Hersey’s regular visits to the OR suite solved that problem. As a librarian for liaison activities, she could use the visits to forge a connection between the library and the department. Anesthesiology faculty members and residents began asking for her advice on Internet search strategies.

Soon Hersey began brainstorming with the department’s chair of education council, Viji J. Kurup, M.D., assistant professor of anesthesiology and assistant director of medical studies, to find new ways of searching the Web. They held a PDA-loading party at which they showed faculty and residents how to load electronic medical resources into their personal digital assistants.

Kurup and Hersey also enlisted residents to record definitions of anesthesiology keywords so that their fellow residents can listen to them on MP3 players in preparation for board exams. When Hersey noticed that the doctors kept hanging journal club articles on a bulletin board, she posted them on an electronic bulletin board.

“It’s been fun,” said Hersey, who now serves on the department’s residency education committee.

Kurup knew that Hersey was making contributions but, like any good scientist, she wanted proof.

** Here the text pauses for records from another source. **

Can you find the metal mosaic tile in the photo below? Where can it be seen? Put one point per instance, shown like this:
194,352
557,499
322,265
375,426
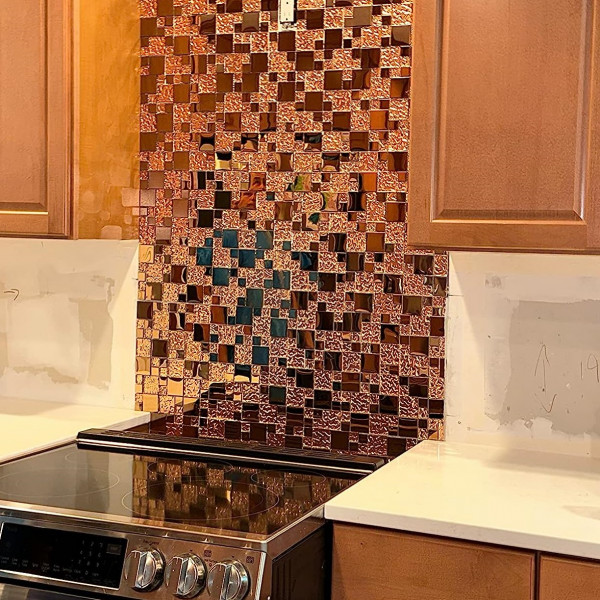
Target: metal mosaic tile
278,302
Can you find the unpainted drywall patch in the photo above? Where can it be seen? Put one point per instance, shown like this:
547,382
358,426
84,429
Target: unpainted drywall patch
552,369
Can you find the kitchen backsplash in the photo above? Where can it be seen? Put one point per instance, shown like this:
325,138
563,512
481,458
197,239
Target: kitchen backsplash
278,302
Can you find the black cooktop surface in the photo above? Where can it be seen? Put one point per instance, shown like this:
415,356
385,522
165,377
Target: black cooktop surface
219,495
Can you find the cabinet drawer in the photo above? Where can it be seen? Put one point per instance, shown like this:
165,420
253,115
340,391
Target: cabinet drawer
374,564
565,579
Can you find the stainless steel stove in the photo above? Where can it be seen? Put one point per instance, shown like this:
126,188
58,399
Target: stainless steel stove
137,515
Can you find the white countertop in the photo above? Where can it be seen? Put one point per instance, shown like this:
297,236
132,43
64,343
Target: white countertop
533,500
28,426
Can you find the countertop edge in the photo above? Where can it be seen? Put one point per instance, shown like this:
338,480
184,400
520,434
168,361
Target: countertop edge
132,420
464,532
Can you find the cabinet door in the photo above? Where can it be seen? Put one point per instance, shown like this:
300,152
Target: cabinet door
34,117
565,579
505,124
375,564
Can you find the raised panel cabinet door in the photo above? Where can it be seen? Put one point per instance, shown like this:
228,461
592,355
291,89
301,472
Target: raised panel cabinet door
377,564
34,117
567,579
504,125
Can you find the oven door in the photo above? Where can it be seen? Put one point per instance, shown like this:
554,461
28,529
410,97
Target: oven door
22,592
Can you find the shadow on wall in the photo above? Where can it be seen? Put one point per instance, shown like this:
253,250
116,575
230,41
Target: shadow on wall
67,320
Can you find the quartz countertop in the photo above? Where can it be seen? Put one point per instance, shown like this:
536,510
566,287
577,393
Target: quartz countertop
28,426
534,500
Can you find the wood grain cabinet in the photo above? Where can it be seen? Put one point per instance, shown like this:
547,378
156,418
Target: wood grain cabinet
568,579
376,564
35,118
505,126
69,118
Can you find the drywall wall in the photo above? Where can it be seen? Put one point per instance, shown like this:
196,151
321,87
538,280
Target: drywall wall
523,351
67,320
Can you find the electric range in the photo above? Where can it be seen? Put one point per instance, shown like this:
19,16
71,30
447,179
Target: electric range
132,514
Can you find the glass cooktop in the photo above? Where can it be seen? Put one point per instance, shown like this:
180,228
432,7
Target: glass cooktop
197,494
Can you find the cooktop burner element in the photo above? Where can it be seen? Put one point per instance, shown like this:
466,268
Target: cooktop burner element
123,514
24,486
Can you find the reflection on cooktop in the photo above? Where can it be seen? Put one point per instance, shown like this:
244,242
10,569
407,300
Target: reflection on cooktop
216,495
234,498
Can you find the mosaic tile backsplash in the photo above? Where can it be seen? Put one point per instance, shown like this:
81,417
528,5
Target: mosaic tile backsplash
278,301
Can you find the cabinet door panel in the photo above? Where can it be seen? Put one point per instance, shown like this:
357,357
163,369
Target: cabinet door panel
375,564
34,117
565,579
502,124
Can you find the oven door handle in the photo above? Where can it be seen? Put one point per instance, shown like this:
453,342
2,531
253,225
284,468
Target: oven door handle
23,592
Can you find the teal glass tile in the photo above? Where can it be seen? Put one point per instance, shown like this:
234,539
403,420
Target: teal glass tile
221,276
279,327
260,355
281,280
230,238
264,239
204,256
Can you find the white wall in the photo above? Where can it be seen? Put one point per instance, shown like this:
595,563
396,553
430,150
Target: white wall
523,351
67,320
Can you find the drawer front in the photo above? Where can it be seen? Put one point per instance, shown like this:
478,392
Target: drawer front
373,564
565,579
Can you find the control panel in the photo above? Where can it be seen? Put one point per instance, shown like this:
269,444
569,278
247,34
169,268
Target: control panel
66,555
130,565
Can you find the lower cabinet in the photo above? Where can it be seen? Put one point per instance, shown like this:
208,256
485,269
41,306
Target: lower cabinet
377,564
568,579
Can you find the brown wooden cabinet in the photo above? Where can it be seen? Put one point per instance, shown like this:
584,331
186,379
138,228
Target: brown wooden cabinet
376,564
35,118
69,118
505,125
568,579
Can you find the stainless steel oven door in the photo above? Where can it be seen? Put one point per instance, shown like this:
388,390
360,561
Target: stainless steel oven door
22,592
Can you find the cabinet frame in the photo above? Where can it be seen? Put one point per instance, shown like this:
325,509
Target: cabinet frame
433,225
51,217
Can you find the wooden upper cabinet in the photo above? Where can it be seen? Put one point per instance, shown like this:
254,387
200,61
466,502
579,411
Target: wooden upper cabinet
377,564
505,125
568,579
35,118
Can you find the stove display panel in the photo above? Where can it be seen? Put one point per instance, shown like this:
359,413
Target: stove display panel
62,555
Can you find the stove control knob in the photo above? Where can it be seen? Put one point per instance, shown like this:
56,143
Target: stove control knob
186,576
144,569
228,580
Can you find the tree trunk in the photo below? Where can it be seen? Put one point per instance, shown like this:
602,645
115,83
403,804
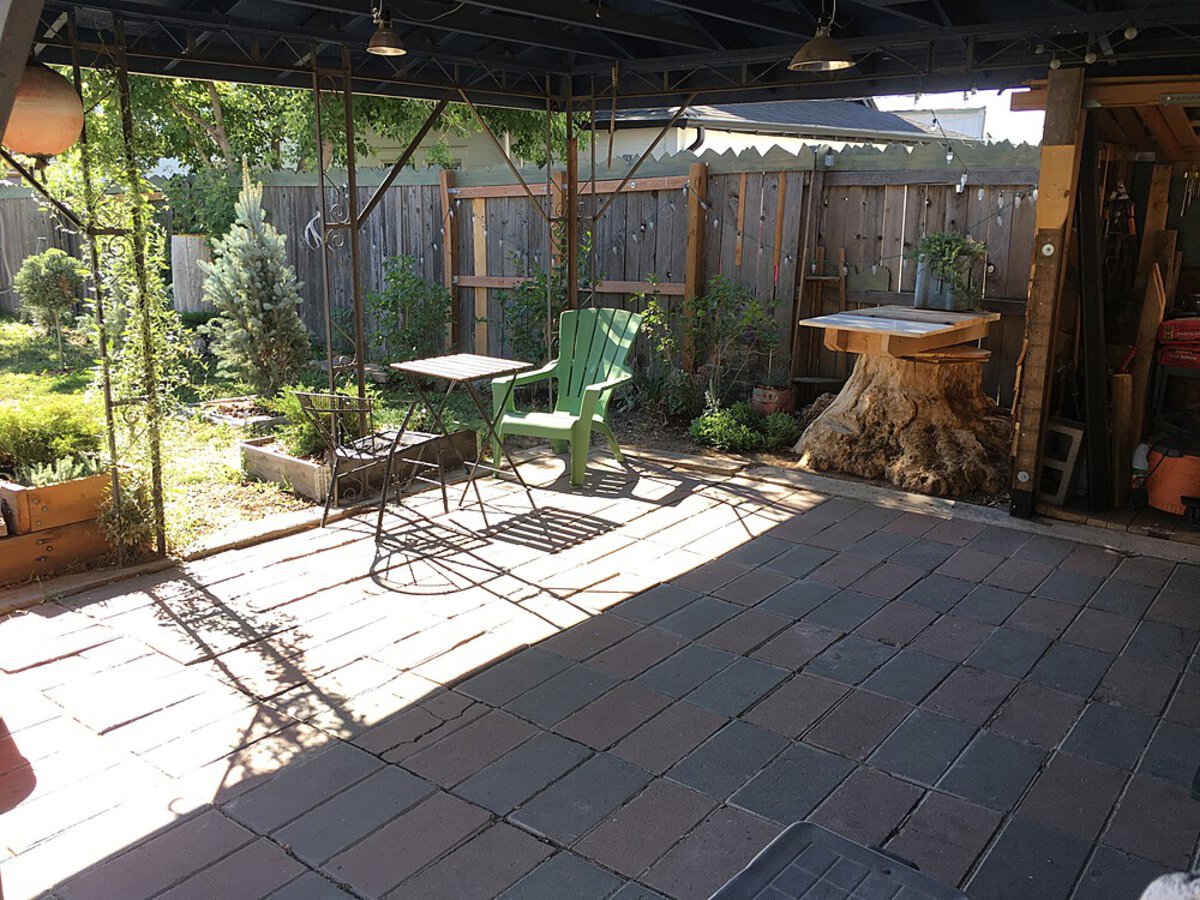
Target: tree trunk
924,426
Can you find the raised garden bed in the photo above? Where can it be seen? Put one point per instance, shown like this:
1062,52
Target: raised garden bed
244,413
51,528
264,460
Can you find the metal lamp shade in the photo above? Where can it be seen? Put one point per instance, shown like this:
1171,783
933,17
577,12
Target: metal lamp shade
47,114
821,54
384,42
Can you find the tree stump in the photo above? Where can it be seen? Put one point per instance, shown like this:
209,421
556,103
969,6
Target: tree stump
923,425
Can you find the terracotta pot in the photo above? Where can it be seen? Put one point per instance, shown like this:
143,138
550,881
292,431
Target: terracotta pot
773,400
47,114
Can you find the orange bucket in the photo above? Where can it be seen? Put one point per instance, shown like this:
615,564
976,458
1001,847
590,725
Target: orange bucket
1174,474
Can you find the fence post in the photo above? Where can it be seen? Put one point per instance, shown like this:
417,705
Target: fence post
479,239
697,187
450,256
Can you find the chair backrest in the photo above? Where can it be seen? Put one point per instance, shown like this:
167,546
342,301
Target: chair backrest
334,415
593,346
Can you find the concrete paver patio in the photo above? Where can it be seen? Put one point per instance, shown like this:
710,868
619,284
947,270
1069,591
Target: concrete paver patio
625,691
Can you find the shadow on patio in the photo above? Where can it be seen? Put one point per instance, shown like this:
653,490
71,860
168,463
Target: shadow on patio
619,690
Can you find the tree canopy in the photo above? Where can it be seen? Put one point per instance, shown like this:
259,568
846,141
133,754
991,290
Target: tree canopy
216,125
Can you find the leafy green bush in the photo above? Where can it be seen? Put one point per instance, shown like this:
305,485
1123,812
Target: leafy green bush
66,468
300,436
202,202
723,429
258,335
412,316
49,429
739,429
730,329
48,285
781,430
196,319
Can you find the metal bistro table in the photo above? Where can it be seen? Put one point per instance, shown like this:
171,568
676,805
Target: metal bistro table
457,369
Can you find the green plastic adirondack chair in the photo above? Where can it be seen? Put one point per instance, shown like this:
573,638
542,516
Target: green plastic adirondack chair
593,347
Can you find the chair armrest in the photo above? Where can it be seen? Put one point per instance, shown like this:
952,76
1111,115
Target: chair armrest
598,389
502,391
523,378
593,393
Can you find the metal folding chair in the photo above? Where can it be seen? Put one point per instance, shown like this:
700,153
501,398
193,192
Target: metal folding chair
347,427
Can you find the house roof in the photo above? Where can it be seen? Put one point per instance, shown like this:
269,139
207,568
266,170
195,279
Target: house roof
817,118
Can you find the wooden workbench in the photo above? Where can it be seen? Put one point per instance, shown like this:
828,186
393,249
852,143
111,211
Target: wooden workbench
913,411
900,330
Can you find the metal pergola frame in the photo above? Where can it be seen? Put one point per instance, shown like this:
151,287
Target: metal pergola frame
568,55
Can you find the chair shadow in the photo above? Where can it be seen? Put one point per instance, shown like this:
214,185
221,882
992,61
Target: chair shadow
17,775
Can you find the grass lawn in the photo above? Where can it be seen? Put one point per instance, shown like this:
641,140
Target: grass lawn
205,490
204,487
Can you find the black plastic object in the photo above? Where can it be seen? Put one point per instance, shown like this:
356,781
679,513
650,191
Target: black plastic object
808,861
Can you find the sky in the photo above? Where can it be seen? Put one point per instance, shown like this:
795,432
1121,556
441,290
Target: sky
1001,124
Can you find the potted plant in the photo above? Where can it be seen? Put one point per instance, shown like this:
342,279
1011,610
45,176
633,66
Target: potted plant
53,481
946,276
775,394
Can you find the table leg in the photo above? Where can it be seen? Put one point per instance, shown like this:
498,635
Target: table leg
490,421
388,469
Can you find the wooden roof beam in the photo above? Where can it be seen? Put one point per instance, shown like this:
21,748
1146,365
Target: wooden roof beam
1163,135
1120,93
1181,126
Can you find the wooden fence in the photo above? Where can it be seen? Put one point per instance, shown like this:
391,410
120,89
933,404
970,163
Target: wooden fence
754,223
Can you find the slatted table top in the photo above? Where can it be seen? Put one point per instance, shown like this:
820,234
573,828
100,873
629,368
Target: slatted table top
462,367
903,321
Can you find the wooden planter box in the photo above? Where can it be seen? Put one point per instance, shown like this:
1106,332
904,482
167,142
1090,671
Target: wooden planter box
310,478
49,528
251,425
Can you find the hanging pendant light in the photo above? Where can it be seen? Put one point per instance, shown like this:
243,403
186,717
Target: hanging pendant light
47,114
384,42
822,53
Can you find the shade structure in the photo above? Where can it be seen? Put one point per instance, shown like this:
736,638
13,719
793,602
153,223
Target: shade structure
634,54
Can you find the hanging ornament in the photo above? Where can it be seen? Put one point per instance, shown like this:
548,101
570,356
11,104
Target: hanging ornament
47,114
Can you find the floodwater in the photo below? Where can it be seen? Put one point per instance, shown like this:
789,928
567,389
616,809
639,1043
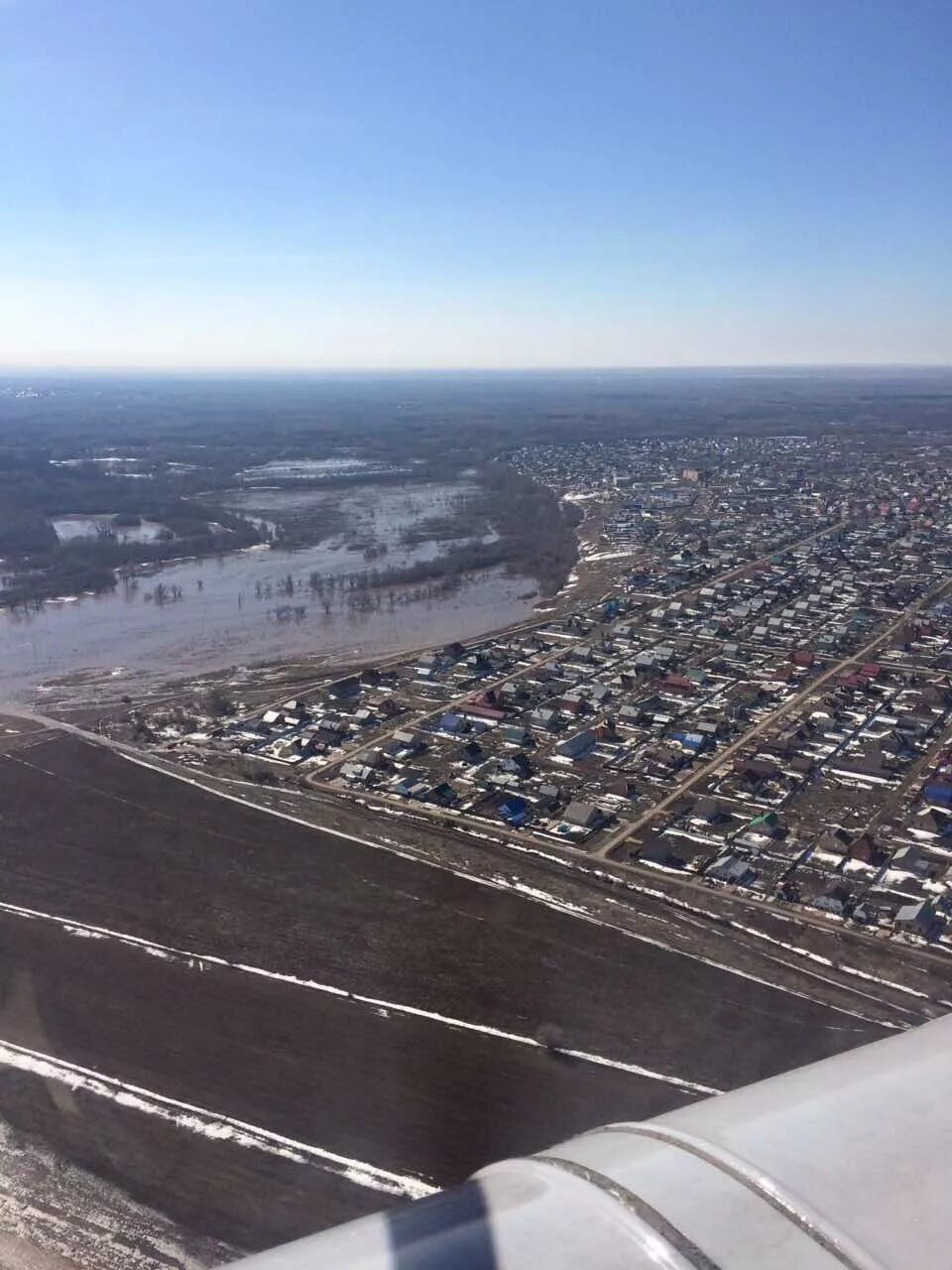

A study Kurup conducted found that faculty and residents significantly increased their electronic searches for articles in key anesthesiology journals. Kurup presented her findings at the summer meeting of the Society for Education in Anesthesia.

Barash is enthusiastic, too. “It opens up all of Cushing Library to those whose hours don’t let us go to the library.” The medical librarians, he said, have “reinvented themselves.”